Denver Water’s new headquarters on the leading edge of efficient heating and cooling.
These plastic tubes are embedded in the concrete slabs at Denver Water's Administration Building and carry water that heats and cools the interior. Photo credit: Denver Water.

 

Some of the greenest features of Denver Water’s new Administration Building are easy to see — the solar panels over the parking areas and the building’s roof as well as part of the wastewater recycling system’s filtering plants in the lobby.

But one of the most environmentally advanced designs is largely invisible: the radiant heating and cooling system that keeps the building, as well as four other new facilities at the complex, temperate and comfortable year-round.

“The project is leaps and bounds ahead of your average building getting built in Colorado,” said Ken Urbanek, a mechanical engineer at IMEG Corp. deeply involved in designing the climate control system in the new buildings at Denver Water’s redeveloped 35-acre complex.

While most homes and buildings depend on conventional “forced air” heating and cooling systems — think of warmed air from a furnace being pushed through ducts and vents — Denver Water’s system uses a far more efficient design.
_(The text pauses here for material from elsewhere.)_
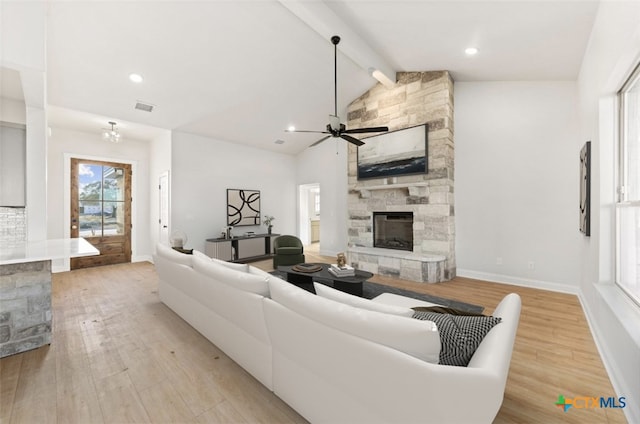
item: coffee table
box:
[278,263,373,297]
This one depends heavily on water at different temperatures sent through a vast array of plastic tubing embedded in the building’s concrete slabs. Water, it turns out, is far better than air at moving around large amounts of energy.
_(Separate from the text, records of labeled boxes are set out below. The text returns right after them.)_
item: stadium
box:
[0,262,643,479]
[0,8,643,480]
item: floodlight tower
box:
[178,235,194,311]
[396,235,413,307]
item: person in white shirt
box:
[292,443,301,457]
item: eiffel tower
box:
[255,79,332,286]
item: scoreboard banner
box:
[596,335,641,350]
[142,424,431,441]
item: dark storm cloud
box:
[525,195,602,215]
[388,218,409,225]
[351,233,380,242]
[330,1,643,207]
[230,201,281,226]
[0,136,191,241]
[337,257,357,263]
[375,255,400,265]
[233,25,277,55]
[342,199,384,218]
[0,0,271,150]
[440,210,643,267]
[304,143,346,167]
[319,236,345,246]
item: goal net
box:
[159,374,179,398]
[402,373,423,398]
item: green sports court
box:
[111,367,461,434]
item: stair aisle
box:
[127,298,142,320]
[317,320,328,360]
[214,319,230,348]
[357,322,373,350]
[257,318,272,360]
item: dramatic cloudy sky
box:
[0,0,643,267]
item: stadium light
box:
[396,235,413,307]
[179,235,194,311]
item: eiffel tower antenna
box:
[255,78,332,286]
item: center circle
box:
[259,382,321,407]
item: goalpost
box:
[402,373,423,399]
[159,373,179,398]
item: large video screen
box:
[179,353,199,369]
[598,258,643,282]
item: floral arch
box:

It takes far less water to move energy than it does air. That's a key reason for the efficiency of Denver Water's heating and cooling system. Graphic credit: IMEG Corp.

 

Adjusting the temperature of the water, often by using energy captured from other activities at the complex is enough to keep things cozy in the winter and cool during summertime. One simple example: areas along the Administration Building’s southern exposure often have excess heat useful in this process.

The leading-edge approach is yet another example of Denver Water’s commitment to sustainability through cutting waste, conserving water, reducing carbon emissions and incorporating green energy and energy efficiency into its operations.
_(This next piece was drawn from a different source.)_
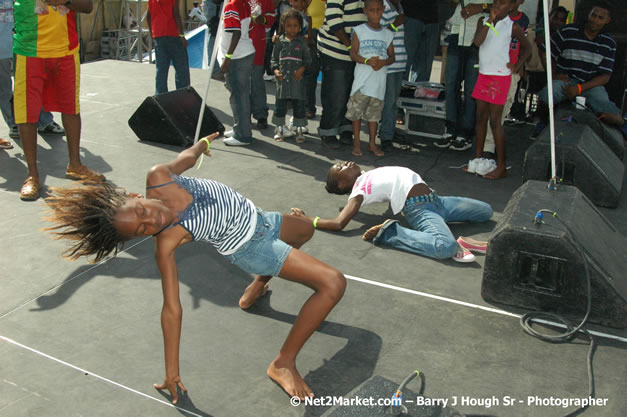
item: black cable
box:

“Clean, safe water for our customers depends on safeguarding our environment,” said Kate Taft, sustainability manager for Denver Water. “Using energy efficiently, as we’re doing to heat and cool our headquarters, is another example of our commitment to environmental stewardship.”

Denver Water’s radiant heating/cooling system was key to several buildings within the Operations Complex Redevelopment project earning various levels of LEED certification, which recognizes sustainability in building design, construction and operation.

It’s part of why the Administration Building is 30 to 50% more energy efficient than more conventional construction. Its radiant system largely avoids the need to burn natural gas to heat air and use electricity from the grid to run air conditioning units, as a more typical building might do.

Other key features of the system include:

  • The ability to move energy around the complex where it’s needed. Four pipes carrying chilled and hot water go to most of the buildings. Buildings that generate excess heating or cooling can be used to balance each other.
  • The use of the Central Utility Plant, located in the Trades Shop, to calibrate water temperatures. The plant uses heat pumps that can take low-grade energy recovered from one part of the complex and turn it into usable energy elsewhere.
  • The heat pumps use free energy by absorbing heat from the surrounding air and combine it with small amounts of traditionally generated energy to create hot water. In the summer, the process can work in reverse to create cooling effects.
  • The central plant can tap into one of Denver Water’s large pipes carrying fresh water from the mountains and make use of our own water supply. When a building on the complex needs mostly cooling, the water in the pipe is still so chilly from mountain snowmelt, even deep into summer, that it can help reduce the temperature in a building.
This diagram shows key parts of the Central Utility Plant that anchors Denver Water's highly efficient climate control system. Graphic credit: IMEG Corp.

 

“The free energy is where the Denver Water complex distinguishes itself from any other project in the U.S.,” Urbanek said, emphasizing how the project takes advantages of hot and cold in different areas to deliver what’s needed to different buildings. Even the data center located adjacent to the Trades Shop contributes with excess heat that can be useful, he said.

Other elements contributing to the ease of heating and cooling the building include highly efficient insulation, efficient lighting, a tight building envelope that reduces air leakage. There also are windows that help regulate penetration of heat and cold and shading that reduces solar glare and window blinds that respond to changing sunlight.

“At every corner,” Urbanek said, “you will most likely find something that was specifically engineered a certain way to enhance complex sustainability.”